[IPython-dev] Feature request/how?
Fernando Perez
Fernando.Perez at colorado.edu
Tue Feb 22 16:32:33 EST 2005
Ville Vainio wrote:
> On Tue, 2005-02-22 at 12:05 -0700, Fernando.Perez at colorado.edu wrote:
>
>
>>This is expected: the code I gave you uses genutils.clock(), which is written
>>(at least on Unix) to report only true CPU time. A sleep() call doesn't
>>consume almost any cpu time at all. Feel free to make a modified version of
>>this function which uses other timing routines from the time module if you want
>>wall clock time. As far as I'm concerned, reporting wall clock time is in most
>>cases a bug, since it's completely context dependent. But there are valid
>>cases for wanting it, so you could for example add a -w switch to this function
>>to use a wall clock instead.
>
>
> I'd be tempted to think that wall clock time should be the default.
> Isn't CPU time quite arbitrary measurement if the problem is I/O bound?

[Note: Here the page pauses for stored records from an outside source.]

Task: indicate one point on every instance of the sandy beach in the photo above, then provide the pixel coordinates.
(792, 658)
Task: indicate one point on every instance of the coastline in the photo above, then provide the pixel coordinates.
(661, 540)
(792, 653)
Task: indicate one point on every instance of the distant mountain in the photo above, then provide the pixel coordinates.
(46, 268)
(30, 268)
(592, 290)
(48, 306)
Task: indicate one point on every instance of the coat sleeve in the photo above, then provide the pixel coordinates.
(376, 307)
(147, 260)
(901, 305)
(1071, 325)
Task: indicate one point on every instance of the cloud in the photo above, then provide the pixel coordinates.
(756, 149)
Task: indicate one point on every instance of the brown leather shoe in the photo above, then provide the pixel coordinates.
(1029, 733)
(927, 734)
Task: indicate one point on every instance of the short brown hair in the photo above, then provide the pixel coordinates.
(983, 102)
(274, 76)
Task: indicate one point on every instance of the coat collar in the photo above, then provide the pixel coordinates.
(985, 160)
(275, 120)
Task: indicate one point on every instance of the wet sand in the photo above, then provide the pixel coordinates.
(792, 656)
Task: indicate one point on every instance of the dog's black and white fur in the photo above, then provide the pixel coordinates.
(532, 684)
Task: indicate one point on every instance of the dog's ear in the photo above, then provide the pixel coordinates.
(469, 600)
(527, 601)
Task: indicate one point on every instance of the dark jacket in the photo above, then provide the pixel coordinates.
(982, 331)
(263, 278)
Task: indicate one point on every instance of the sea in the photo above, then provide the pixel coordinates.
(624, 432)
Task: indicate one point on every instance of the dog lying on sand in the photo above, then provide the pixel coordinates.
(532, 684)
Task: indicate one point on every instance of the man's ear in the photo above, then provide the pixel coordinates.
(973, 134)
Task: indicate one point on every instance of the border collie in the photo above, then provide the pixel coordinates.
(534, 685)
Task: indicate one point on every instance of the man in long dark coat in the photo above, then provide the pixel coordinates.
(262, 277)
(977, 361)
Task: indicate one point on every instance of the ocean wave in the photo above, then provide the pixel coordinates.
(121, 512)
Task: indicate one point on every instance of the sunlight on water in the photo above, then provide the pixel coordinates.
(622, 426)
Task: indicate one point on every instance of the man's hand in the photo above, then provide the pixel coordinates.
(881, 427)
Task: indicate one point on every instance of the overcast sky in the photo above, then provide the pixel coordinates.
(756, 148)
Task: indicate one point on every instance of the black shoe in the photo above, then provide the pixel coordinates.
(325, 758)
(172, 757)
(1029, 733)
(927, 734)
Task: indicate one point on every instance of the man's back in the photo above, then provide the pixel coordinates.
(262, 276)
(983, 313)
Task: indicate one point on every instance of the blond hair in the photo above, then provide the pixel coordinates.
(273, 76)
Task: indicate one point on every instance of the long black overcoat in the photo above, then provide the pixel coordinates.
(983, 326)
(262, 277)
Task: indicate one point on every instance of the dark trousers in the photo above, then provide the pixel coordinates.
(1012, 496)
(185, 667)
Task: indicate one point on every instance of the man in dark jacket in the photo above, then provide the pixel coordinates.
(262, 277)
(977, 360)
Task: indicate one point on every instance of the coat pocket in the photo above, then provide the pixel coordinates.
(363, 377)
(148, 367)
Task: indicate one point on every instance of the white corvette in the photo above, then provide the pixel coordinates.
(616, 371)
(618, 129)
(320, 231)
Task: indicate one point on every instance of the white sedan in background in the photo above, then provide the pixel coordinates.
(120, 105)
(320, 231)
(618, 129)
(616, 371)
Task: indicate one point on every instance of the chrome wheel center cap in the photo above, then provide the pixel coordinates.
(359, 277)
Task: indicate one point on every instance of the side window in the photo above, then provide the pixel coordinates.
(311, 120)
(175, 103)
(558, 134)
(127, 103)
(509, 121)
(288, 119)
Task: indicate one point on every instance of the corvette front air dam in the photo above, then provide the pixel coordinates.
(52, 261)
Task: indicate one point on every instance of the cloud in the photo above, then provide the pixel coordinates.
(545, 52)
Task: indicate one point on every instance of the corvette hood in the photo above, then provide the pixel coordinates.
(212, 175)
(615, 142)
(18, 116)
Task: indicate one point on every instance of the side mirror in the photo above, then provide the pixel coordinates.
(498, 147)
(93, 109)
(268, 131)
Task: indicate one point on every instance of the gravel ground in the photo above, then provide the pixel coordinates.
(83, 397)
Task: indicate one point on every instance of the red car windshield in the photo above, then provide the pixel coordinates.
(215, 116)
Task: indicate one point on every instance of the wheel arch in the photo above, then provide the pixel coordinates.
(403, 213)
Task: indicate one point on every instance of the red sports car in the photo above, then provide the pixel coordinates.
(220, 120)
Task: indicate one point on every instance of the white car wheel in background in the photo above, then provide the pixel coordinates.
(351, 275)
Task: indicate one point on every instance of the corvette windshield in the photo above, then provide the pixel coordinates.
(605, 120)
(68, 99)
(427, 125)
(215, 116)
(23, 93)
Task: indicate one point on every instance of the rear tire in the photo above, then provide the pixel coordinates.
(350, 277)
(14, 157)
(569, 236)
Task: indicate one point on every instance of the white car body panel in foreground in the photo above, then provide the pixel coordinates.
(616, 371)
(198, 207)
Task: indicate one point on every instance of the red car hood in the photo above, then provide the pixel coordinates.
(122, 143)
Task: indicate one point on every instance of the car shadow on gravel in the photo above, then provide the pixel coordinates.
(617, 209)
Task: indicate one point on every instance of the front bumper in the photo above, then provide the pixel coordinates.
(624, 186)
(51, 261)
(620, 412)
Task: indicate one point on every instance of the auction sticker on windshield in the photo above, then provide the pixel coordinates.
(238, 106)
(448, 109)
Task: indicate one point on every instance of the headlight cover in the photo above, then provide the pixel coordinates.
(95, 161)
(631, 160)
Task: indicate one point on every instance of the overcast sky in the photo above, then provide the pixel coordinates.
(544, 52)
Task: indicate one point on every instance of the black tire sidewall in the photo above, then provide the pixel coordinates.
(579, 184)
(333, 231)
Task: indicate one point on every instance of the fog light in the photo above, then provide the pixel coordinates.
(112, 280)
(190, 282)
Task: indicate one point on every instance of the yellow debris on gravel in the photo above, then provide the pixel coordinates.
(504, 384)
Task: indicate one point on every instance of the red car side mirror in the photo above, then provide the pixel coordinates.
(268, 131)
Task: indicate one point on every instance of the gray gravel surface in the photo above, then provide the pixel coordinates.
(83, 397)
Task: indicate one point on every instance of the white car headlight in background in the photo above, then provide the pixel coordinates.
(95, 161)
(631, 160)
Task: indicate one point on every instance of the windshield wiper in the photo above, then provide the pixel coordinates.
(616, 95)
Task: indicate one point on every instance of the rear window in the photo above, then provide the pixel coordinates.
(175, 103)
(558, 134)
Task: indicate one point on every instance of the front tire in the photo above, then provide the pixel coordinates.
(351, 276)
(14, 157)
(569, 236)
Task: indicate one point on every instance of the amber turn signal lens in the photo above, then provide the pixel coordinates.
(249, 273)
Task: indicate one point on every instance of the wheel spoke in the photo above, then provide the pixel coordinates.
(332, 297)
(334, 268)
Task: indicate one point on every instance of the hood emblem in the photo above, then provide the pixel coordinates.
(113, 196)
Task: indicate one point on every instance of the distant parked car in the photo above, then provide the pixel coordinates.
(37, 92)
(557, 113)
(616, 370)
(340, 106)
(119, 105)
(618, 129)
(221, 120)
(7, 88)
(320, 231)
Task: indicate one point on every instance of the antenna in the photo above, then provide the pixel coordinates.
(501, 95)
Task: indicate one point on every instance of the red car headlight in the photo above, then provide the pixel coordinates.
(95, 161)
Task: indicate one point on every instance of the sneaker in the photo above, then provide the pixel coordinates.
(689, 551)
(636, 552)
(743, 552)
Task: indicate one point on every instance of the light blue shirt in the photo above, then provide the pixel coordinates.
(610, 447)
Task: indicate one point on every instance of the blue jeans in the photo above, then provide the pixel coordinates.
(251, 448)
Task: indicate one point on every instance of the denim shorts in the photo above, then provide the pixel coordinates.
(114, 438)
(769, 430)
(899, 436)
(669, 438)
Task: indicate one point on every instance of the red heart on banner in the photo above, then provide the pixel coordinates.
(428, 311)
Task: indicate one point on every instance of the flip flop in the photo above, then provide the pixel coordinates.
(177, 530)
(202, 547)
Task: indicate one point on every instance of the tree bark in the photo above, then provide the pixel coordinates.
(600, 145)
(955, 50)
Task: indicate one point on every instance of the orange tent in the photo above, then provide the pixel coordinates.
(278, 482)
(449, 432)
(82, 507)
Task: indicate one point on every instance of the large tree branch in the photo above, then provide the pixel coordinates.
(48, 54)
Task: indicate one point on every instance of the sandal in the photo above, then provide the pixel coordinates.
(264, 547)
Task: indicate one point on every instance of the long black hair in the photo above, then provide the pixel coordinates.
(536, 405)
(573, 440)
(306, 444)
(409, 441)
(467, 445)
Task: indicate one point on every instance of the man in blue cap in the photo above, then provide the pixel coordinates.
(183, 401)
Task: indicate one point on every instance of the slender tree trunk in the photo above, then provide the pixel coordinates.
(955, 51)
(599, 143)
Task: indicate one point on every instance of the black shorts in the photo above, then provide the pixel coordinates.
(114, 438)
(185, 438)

> timeit module also measures wallclock time (using time.time() on posix).
>
> Knowing the wallclock time is also necessary to see whether the solution
> under experimentation will fly in a real application. It's hard to get
> an intuitive grasp from CPU time.
Well, I guess we just come from different backgrounds. For me, cpu time is
pretty much the only relevant number 99% of the time, but that's because I
work in scientific computing problems which are not I/O bound. For others,
wall time may be what matters (I said as much above: "As far as I'm concerned,
reporting wall clock time is in most cases a bug", note the _I_ in that quote).
I am unfortunately completely swamped right now, and can't afford to write a
nice, generic, flexible timing magic which can address all valid usage cases.
If anyone volunteers a patch, I'll gladly include it (it's not hard).
Otherwise, the basic, cpu-bound %time I wrote stays. As is, it will be quite
useful to scientific computing types (my most significant target market).